Open valentinedwv opened 10 months ago
@valentinedwv agreed!! I can share the following related from OIH
We tried to bring this together in a dashboard at: http://dashboard.oceaninfohub.org/ Jeff in the OIH project put this together, so I don't know much about it.
However, the performance is not great (pathetic to be honest). So now I preprocess all the SPARQL queries ahead of time into a parquet file for him and he is transitioning to using duckdb to access that file which is almost instantaneous.
I use https://github.com/iodepo/odis-arch/blob/master/graphOps/releaseGraphs/OIH_GraphPreProc.ipynb
to process the release graphs for OIH into Parquet and RDF (NQ) files.
Info about that is at https://github.com/iodepo/odis-arch/tree/master/graphOps/releaseGraphs
I use: https://github.com/iodepo/odis-arch/blob/master/graphOps/releaseGraphs/extraction_OIHDashboard.ipynb to test the query into those with DuckDB.
This is all a major work in progress still, so all test code.
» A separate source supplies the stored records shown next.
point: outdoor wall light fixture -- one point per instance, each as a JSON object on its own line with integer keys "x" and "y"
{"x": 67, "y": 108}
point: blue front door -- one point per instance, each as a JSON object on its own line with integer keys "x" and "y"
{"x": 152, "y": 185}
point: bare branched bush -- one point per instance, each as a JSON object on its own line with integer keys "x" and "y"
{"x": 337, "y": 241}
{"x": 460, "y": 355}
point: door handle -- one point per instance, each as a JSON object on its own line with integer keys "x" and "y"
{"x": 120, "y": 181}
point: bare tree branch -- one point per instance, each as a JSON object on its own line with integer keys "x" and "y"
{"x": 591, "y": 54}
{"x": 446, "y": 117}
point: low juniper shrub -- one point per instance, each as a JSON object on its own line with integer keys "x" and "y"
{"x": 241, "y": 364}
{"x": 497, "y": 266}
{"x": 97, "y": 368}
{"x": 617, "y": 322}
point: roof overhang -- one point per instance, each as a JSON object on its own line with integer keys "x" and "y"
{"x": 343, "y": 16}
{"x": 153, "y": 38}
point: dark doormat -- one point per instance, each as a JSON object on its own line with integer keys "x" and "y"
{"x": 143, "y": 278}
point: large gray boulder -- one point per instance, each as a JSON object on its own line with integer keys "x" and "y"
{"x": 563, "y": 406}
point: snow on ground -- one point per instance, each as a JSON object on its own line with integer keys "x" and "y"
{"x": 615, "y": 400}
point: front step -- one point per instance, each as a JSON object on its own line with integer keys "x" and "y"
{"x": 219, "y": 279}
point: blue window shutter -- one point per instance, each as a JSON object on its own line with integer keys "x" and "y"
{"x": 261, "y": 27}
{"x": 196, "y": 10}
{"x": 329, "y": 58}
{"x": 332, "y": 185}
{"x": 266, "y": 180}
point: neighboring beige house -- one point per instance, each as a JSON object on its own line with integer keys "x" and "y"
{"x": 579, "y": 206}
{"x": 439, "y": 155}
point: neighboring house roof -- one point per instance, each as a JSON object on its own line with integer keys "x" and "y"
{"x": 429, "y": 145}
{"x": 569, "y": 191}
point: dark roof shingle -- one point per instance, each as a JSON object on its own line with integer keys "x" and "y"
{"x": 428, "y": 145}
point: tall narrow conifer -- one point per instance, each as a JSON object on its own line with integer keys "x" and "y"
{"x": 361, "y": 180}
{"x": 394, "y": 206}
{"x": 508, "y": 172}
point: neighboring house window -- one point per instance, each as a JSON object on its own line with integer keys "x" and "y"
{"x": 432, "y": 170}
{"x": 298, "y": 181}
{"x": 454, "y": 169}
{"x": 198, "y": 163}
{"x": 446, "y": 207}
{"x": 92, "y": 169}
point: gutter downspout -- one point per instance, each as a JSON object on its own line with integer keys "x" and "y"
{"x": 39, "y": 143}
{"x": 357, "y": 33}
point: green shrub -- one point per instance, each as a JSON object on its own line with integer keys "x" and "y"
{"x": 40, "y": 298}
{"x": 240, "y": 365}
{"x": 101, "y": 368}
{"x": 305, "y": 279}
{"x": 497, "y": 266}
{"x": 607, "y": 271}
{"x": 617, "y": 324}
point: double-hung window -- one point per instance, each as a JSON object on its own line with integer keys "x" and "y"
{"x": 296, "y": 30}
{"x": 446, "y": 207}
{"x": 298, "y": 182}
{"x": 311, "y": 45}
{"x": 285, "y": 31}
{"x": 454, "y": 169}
Also want to get a script to publish these files to Zenodo and get a DOI for the release graphs at major milestones.
Would love to discuss and plan a set of products for DeCODER similar in approach to what I have started there for OIH. I've not resolved a clear path for them yet either.
digging... Dashboard here.
Looks like it's dynamic, and runs the queries Present plan is to just run reports weekly, or when a data load is complete. So this backs that idea up. But just rework the UI to use non-dynamic sources.
Writing results to parquet, ok...
Looking to get queries into the utilities, so that are in one place, not two or three.
One thing that needs to be solved... where do we put all the queries... Thinking we pull them from some GitHub repo raw url so that all projects can share. Keep moving towards a shared architecture...
Repo would allow some organizing them into directories by task and project, and allow for experimental and borked directories.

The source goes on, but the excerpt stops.